Mr. Millan served as a senior economic policy advisor at the Treasury Department during the first Trump administration.
Now a senior strategist at hedge fund Hudson Bay Capital Management, he said it was an honor. “I look forward to helping realize the President’s policy agenda of creating a thriving, non-inflationary economy that creates prosperity for all Americans,” he posted on X.
The White House Council of Economic Advisers is a three-person group that advises the president on economic policy.
President Trump threatened America’s trading partners on his first day in office by vowing to impose steep tariffs, including a 25% tariff on products from Mexico and Canada and a 10% tariff on imports from China.
During the election campaign, President Trump pledged to impose a 20% blanket tariff on all imports from the United States and a 60% tariff on imports from China, indicating that his policies in his second term would be more protectionist. suggested that it had the potential to destroy the world economy and society. than his first market.
The president-elect also promised to renew tax cuts enacted during his first White House tenure.
Earlier this year, Milan co-authored a paper accusing the Biden administration’s Treasury of manipulating the economy during the election, calling the government’s reliance on short-term debt amounting to “stealth quantitative easing,” and calling the Fed to fight inflation. He claimed that it was interfering with his ability.
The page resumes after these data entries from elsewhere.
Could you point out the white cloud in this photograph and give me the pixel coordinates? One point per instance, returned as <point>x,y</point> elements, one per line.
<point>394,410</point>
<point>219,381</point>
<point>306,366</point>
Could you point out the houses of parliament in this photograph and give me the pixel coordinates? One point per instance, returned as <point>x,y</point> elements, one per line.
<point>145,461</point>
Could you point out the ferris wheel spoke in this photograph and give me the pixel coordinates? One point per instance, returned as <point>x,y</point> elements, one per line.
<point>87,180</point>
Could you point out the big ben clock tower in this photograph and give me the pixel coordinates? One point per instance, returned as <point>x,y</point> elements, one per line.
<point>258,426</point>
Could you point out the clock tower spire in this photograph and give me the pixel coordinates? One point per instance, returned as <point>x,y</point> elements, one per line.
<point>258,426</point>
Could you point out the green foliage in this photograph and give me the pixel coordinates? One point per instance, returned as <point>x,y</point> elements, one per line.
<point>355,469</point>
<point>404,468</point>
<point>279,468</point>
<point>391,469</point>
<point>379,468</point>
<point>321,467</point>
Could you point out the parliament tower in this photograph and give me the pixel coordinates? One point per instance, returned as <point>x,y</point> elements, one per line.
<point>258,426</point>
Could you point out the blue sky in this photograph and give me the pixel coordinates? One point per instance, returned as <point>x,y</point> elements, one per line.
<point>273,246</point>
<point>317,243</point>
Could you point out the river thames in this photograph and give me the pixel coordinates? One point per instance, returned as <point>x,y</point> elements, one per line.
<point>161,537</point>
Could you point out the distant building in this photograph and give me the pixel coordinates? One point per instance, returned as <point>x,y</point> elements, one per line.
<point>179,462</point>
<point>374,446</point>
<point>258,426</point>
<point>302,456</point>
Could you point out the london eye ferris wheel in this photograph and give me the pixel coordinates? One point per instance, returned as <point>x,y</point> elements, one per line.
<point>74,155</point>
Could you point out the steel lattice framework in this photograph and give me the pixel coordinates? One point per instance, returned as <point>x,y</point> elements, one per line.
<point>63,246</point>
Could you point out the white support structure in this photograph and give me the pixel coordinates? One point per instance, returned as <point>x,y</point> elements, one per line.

“By adjusting the maturity profile of government debt issuance, the Treasury is dynamically managing financial conditions and, through it, the economy, usurping the Federal Reserve’s core functions,” he wrote with economist Nouriel Roubini. There is.
“We call this novel tool ‘Activist Treasury Issuance’ (ATI). By manipulating the amount of interest rate risk investors hold, ATI is similar to the Fed’s quantitative easing program. We are active through channels.”
Mr Milan co-authored an article in FT Alphaville last year warning of the dangers of the two-tier bond market. A two-tier bond market would “undermine the ability of U.S. Treasuries to serve as risk-free collateral supporting the global financial system” and create a crisis for the United States. Disruption of emerging economies falling into default.
Milan also announced more aggressive fiscal and monetary policy measures in October 2020, about a month before that year’s elections, to support economic recovery amid the coronavirus pandemic. He criticized Mr. Powell for calling for stimulus checks.
“In October 2020, on the eve of the presidential election, Mr. Powell was politically and economically wrong to urge Congress to ‘go big’ with fiscal stimulus. ‘s $3 trillion proposal,” Millan wrote. At X in September. “I know what happened next.”
Milan must be confirmed by the U.S. Senate.
Last month, President Trump nominated Kevin Hassett to head the National Economic Council.